Guárdabamos la ilusión en los bolsillos rotos del pantalón corto y el crepúsculo no tenía fin. Por la noche, echados en la cama, mirábamos sin pestañear la sombra de la lámpara del techo. Luego, a la luz de marfil de la luna, llorábamos de nostalgia; sentíamos una inexplicable pureza por un deseo a punto de estallar.
Las tormentas de verano se deslizaban entre las tejas de esta casa ya abandonada, de ese barro rojo cansado; como se harta el sol de iluminar el gorgoteo de los arroyos, de sacar lustre a todas y cada una de las hojas de la chopera, de pintar de ese azul intensísimo todos los cielos de agosto.
¿Cómo hablarte del temblor brillante y transparente de esa telilla de araña que abraza las tejas de enfrente; cómo describirte las pequeñas manchas de musgo reseco que las protege; la sombra que cobija una pared panzuda de piedra y adobe con huecos para que aniden los pájaros, rama a rama, hoja a hoja, hasta edificar una cuna de música?
Todo el aroma de este día se mezcla con el de entonces. Todo es presente y pasado. Como aquellas promesas de futuro.
3
Ese ciprés (si hablara) tendría que nombrarme. Este pino (de sombra y miel) ha de recordarme.
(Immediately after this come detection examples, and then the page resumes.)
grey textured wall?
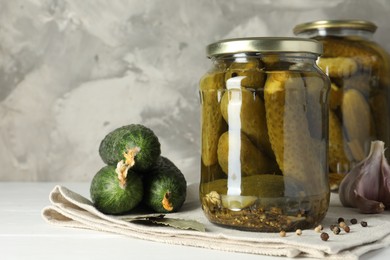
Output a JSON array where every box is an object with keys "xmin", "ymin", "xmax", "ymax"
[{"xmin": 0, "ymin": 0, "xmax": 390, "ymax": 182}]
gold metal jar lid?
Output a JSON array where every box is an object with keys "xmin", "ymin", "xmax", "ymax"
[
  {"xmin": 206, "ymin": 37, "xmax": 322, "ymax": 57},
  {"xmin": 293, "ymin": 20, "xmax": 377, "ymax": 35}
]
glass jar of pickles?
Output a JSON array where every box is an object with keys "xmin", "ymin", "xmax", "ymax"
[
  {"xmin": 200, "ymin": 38, "xmax": 329, "ymax": 232},
  {"xmin": 294, "ymin": 20, "xmax": 390, "ymax": 173}
]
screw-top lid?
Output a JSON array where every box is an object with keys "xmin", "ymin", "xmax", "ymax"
[
  {"xmin": 293, "ymin": 20, "xmax": 377, "ymax": 35},
  {"xmin": 206, "ymin": 37, "xmax": 322, "ymax": 57}
]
Debiera acercar el oído para escuchar su murmullo, para adentrarme en su savia, en su resina; hacerme ciprés y pino, dejar de ser yo, descender por sus venas hasta aparecer medio siglo antes y mirar a través de sus cortezas, ir haciéndome a la luz hasta reconocer las veredas, las fuentes, los manzanos y el perejil, los dibujos del vuelo de los vencejos, el cacareo de las gallinas y la mansedumbre de las vacas sesteando en las campas.
Toda la serenidad de estos días la cifra ese movimiento de cola de los terneros para deshacerse del acoso de las moscas. El secreto de todo está en la caída de una piña sobre la hierba mullida.
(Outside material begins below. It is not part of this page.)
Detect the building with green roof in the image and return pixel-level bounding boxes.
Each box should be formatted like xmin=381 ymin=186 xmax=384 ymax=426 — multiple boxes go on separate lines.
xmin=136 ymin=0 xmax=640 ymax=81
Sigo mirando el tejado apacible, el cielo tal y como lo había dejado, la geometría deshecha de estas horas sin que nadie pueda coserlas, un pálpito de zanahoria, una bocanada de salitre.
Sombra, ya sólo soy sombra. Hueco de la casona de enfrente, respiración paciente, como de ubre de oveja dormida sobre un saco de alfalfa. Sombra que mira y contempla, sombra que se aposenta sobre las vigas como se acomoda un gato con sueño.
Sí, sueño he de ser. De ese gato. Sueño del arroyo de los cangrejos que nunca pescamos, sueños de nube, sueños de cualquier sueño.